9 réponses à “Aviation : nouvelles normes environnementales

  1. C’est une bonne chose que les moteurs d’avions soient de plus en plus économiques et donc polluent de moins en moins. Mais en tant qu’expert de l’aviation j’aimerais bien que vous protestiez contre l’hystérie actuelle qui veut faire de l’aviation le bouc émissaire de tout.

    On voudrait empêcher les gens de prendre l’avion en surtaxant de manière ridicule les billets d’avion et en imposant des taxes de toutes sortes aux compagnies d’aviation. C’est absurde et ça n’est certainement pas comme ça qu’on va lutter contre le réchauffement climatique (si tant est qu’il existe et qu’il est dû à l’action humaine ce qui est loin d’être certain).

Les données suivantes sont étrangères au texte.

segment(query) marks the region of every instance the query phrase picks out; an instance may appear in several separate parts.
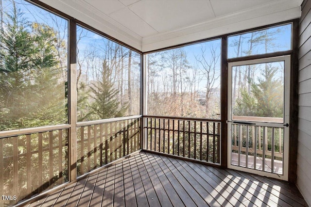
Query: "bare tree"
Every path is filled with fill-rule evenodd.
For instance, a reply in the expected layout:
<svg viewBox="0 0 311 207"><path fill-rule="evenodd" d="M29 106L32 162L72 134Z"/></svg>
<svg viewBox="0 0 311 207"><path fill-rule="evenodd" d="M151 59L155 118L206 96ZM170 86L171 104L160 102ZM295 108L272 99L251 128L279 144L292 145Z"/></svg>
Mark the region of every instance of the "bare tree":
<svg viewBox="0 0 311 207"><path fill-rule="evenodd" d="M218 47L211 46L209 51L206 47L201 46L201 54L196 56L195 59L199 63L201 70L206 78L206 112L207 114L209 110L209 99L216 89L219 86L220 68L219 58L220 52L217 50ZM208 54L207 54L207 53Z"/></svg>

    Voyager en avion, pour beaucoup de gens comme moi, est une nécessité professionnelle vitale. Étant indépendant j’ai besoin de prix bas pour les tickets d’avions autrement je ne peux pas m’en sortir. Donc cette campagne hystérique ne profitera qu’aux hommes d’affaires multimillionaires qui peuvent payer n’importe quel prix pour voyager en première classe et ne doivent pas calculer leur budget.

    Yenamarre !!!!

  2. Est-ce un blog ou de la relation publique payante?
    Il est bien entendu encourageant que les avionneurs améliorent le rendement et la propreté de leurs avions.
    Mais si le nombre de vols est multiplié par 3 parce que c’est bon marché le résultat est mauvais.
    Les gens doivent se poser la question du bon sens d’un voyage en avion pour 2-3 jours. Si c’est pour découvrir une culture, un musée ou juste pour boire 3 bières.
    Vous le savez comme moi que le biokérosène est une foutaise écologique sans nom (destruction de forêt vierge pour de l’huile de palme à Bornéo par exemple)

    1. @OLivier,

      Si l’aviation devient quasi propre, les voyages mêmes de courte distance ne seront plus un problème. Si vous aviez pris la peine de lire les articles précédents, lorsque j’évoque le bio-kérosène, il s’agit de production à base de déchets ménager, d’huile de friture et de compost. Plus rien à voir avec les premiers essais, qui vous avez raisons, étaient scandaleux puisqu’ils détruisaient les forêts ou poussaient à une reconversion de l’agriculture.

      1. Merci Pascal, je vais vous répondre ici.
        Le bio-carburant est du pur greenwashing, les rejets sont les mêmes sauf qu’il n’y a pas extraction de matière première. Un plus, mais pas de quoi fouetter le CO2 et autres saloperies beaucoup moins connues (méthane, poussières radio-actives, bcp d’énergie électrique, etc).

        Suis d’accord avec mon homonyme Olivier, il ne s’agit pas d’interdire les voyages en avion, mais d’éviter les trajets funny, pour se changer ses idées de blues à grand coup de shopping/beers.

        Quant à l’entrepreneur qui pleure déjà sur une augmentation des billets, il doit d’urgence changer son business Plan, car si entre un billet à 50.- ou 300-, son entreprise est en jeu! 🙂

        1. @ M. Olivier Wilhem

          Le besoin de se déplacer rapidement concerne aussi le monde des affaires. Vous ne pouvez pas demander aux personnes actives, qui participent au développement économique, de prendre une retraite anticipée pour aller mener une vie humble et stationnaire à l’écart de la civilisation…

          1. Comme type actif, forcé à l’inactivité, j’accepte humblement votre réponse, cher Dominic 🙂

            P.S. on se connait?

  3. Oui, la pollution invisible est souvent la plus dangereuse et le Co2 n’est que la pointe de l’iceberg.
    Mais, fonctionnant à l’hydrogène, un réacteur serait-il possible?
    (et même si l’hydrogène coûte cher à produire et impossible 100% vert)

    1. @Olivier Wilheim,

      Il a eu une réflexion au début des années 1990 chez les avionneurs sur l’éventualité de faire voler des avions à l’hydrogène. Sur le fond, l’étude a été positive, mais a démontré qu’il faudrait un volume de réservoirs bien trop important par rapport à la charge transportée.

  4. Merci pour toute ces informations que vous publier sur les actions du monde de l’aviation. Enfin, l’occasion de se faire une véritable idée de ce qui se fait et ce qui doit encore l’être. Je suis par ailleurs très étonnée de voir que les gens qui parle de climat, de biocarburant en sont encore aux premiers essais et n’ont pas encore comprit que le compost permet de faire le chose correctement.